Reviews - What do customers think about The Complete Encyclopedia of Musical Instruments?
Pretty good. But could use some better editing. Jul 28, 2004
This book is one that you might expect to find buried in the books section of a discount club superstore, along with picture books on dogs and cats, plants, flowers and birds, World War II, Corvettes and Ferraris and other assorted planes, trains and automobiles, and what-have-you. And that is precisely where I happened to stumble across it while recently "weekend shopping." However, I don't think it particularly likely that the typical this site.com shopper looking for such a book will trip over it here, except by accident. So perhaps my thoughts on the book will bring it some additional customer exposure. It is not bad for what it is, it is lavishly illustrated (although not of "coffee table book" size), and it is certainly inexpensive enough.

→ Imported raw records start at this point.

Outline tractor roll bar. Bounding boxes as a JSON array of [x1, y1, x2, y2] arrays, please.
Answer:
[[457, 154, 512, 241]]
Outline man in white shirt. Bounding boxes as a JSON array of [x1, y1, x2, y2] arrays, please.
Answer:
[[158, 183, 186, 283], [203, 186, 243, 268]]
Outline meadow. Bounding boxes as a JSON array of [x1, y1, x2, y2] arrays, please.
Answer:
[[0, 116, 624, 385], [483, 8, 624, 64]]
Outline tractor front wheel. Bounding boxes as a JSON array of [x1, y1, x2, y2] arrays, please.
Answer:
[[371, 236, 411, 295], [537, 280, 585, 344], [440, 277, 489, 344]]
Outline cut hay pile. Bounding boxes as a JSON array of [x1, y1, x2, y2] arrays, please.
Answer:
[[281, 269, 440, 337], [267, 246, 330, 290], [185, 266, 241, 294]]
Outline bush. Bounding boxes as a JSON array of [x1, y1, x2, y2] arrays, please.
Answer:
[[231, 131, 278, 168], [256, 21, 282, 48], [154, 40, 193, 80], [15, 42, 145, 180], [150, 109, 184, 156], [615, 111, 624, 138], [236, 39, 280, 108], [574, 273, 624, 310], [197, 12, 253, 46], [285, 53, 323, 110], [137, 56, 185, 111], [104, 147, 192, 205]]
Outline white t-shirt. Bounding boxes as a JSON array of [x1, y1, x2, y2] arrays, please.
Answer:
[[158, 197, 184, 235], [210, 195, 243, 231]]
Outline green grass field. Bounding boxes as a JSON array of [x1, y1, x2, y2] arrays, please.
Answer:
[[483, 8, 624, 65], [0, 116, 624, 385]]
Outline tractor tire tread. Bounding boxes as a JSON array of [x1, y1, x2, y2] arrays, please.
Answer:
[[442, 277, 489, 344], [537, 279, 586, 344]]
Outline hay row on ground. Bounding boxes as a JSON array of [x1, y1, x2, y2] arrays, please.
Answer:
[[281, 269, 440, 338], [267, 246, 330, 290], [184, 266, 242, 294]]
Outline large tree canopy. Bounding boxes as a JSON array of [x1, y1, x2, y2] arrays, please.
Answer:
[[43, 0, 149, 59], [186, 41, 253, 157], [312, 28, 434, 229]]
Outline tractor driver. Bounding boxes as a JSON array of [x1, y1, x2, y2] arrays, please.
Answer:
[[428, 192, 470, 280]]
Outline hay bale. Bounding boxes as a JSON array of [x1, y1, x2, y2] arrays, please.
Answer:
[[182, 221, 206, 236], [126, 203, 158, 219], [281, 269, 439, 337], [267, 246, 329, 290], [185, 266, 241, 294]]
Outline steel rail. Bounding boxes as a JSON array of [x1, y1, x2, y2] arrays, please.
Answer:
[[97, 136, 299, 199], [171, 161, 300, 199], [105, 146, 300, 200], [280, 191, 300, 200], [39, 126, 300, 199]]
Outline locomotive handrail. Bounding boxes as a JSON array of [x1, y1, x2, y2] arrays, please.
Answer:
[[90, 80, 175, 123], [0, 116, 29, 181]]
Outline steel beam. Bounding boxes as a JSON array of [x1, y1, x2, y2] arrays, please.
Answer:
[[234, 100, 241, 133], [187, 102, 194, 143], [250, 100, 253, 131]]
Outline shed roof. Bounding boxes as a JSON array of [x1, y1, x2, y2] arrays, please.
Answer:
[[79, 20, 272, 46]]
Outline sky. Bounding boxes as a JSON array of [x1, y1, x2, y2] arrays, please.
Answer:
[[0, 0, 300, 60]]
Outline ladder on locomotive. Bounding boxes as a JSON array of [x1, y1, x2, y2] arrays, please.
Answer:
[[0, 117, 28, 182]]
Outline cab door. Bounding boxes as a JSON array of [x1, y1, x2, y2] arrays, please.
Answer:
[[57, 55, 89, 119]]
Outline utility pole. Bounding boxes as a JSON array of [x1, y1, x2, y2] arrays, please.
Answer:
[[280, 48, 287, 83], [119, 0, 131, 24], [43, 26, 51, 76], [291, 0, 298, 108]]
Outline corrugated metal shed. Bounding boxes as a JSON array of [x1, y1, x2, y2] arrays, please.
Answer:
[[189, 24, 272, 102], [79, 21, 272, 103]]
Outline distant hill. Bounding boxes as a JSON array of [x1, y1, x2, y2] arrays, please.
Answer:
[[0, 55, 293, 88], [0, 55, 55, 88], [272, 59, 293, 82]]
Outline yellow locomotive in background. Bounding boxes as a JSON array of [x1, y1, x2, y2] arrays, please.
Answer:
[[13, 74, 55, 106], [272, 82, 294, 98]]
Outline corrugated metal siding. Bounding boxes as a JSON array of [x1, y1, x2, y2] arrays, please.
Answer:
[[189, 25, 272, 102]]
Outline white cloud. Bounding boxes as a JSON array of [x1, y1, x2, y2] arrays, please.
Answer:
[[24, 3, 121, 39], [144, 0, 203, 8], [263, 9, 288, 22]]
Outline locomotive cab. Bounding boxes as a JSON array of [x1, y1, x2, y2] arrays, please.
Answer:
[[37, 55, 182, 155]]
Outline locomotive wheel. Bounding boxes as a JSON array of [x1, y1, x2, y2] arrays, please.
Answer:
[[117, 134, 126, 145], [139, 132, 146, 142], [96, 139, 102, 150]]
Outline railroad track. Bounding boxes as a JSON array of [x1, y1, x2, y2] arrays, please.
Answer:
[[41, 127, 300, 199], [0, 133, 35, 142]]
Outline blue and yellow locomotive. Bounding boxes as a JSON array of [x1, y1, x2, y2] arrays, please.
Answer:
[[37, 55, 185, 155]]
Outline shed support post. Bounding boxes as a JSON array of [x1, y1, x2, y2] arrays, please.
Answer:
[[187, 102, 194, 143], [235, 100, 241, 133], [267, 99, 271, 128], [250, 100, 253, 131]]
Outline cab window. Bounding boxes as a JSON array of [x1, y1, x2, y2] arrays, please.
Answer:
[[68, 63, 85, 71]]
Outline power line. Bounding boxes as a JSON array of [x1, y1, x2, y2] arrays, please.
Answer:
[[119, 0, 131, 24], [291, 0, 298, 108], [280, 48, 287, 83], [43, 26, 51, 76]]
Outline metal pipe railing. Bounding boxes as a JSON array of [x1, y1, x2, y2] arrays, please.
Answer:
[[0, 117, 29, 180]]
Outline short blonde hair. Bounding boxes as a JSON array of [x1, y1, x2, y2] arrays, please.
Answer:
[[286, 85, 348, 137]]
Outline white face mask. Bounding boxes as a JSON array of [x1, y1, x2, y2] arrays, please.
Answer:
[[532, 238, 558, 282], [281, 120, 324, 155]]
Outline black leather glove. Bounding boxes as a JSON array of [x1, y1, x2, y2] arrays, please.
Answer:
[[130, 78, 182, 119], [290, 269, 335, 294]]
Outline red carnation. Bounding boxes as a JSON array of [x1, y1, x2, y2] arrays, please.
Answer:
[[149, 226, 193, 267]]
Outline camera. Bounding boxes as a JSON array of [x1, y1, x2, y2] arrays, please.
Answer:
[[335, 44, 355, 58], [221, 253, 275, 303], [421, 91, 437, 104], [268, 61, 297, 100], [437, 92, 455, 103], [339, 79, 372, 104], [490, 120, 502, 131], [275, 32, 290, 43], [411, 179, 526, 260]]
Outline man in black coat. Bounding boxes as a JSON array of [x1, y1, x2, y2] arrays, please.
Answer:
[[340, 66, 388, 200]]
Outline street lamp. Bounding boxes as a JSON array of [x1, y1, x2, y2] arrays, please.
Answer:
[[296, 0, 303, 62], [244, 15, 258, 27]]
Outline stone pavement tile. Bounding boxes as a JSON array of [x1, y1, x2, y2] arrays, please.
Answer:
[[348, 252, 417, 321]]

"The Complete Encyclopedia of Musical Instruments," subtitled "A comprehensive guide to music instruments from around the world," is written by two Dutch authors (Bert Oling and Heinz Wallisch) who clearly know their stuff. Described and depicted (mostly with high-quality color photographs) is a wide variety of musical instruments from antiquity to modern times and from all corners of the globe, in chronological order by instrument family (percussion, strings, woodwinds, brass, keyboards, electronic), showing how the families of instruments developed over time. And many of them obscure in present-day times, although they may have seen use in the past. There is even, near the back of the book, a list of internet resources where additional information may be found. (One of these, contrabass.com, is a website that I have had bookmarked for some years now. It is a treasure trove of "instrumental arcana" that describes in even fuller detail a number of instruments, such as ophicleides and serpents, heckelphones and sarrusophones, that see little use today but which were the forerunners and/or alternatives to more commonly used instruments of modern times. This contrabass.com website even includes a discography of recordings that actually use these arcane instruments.)
This book will be of greatest interest to those of an inquisitive musical instrument bent, looking for a place to start in terms of identifying and cataloging instruments of antiquity and pre-modern times, as well as those of non-Western origin. In particular, those who follow the "HIP" (historically informed performance) practices of modern instrumentalists and ensembles, or who are world music fans, will find the book to be quite valuable for describing the instruments in actual use in such musical performances.
Considering the comprehensiveness of the book, however, there are some minor but nonetheless surprising oversights. Here are a few omissions that I managed to catch:
* The táragató, a Hungarian clarinet-like woodwind having saxophone-like "overblowing."
* The Irish Uilleann ("elbow") bagpipes.
* Frame drums (other than tambourines and bodhrans), such as those from North Africa.
* Instruments of the Balinese gamelan orchestra.
* "One-off" but nonetheless important instruments, such as those invented and used by Harry Partch.
A few of the photos have erroneous captions. (For example, the German bandoneon, made popular by its use in Argentinean tangos, is actually illustrated using the photo of a more conventional concert accordion.) And some of the descriptions seem to suffer from a language gap of sorts. (For instance, the thumb piano, from Zimbabwe, known nearly everywhere, from what I can determine, as the mbira, here gets a different and unfamiliar name.)
Much of the above "carping" can be chalked up to my personal interest in completeness and accuracy, and the typical reader will probably not even catch such points. But, to go back to my brief description at the outset, this effort could probably have used a qualified editor; proper names are also occasionally misspelled. As far as I can determine, the authors took it upon themselves to do the entire book without proper editorial help. And more power to them; English is, after all, their second language. I should do so well writing a book in Dutch!
Summary: Not perfect or complete, but an excellent bargain and a good starting point for someone needing such information and willing to read further.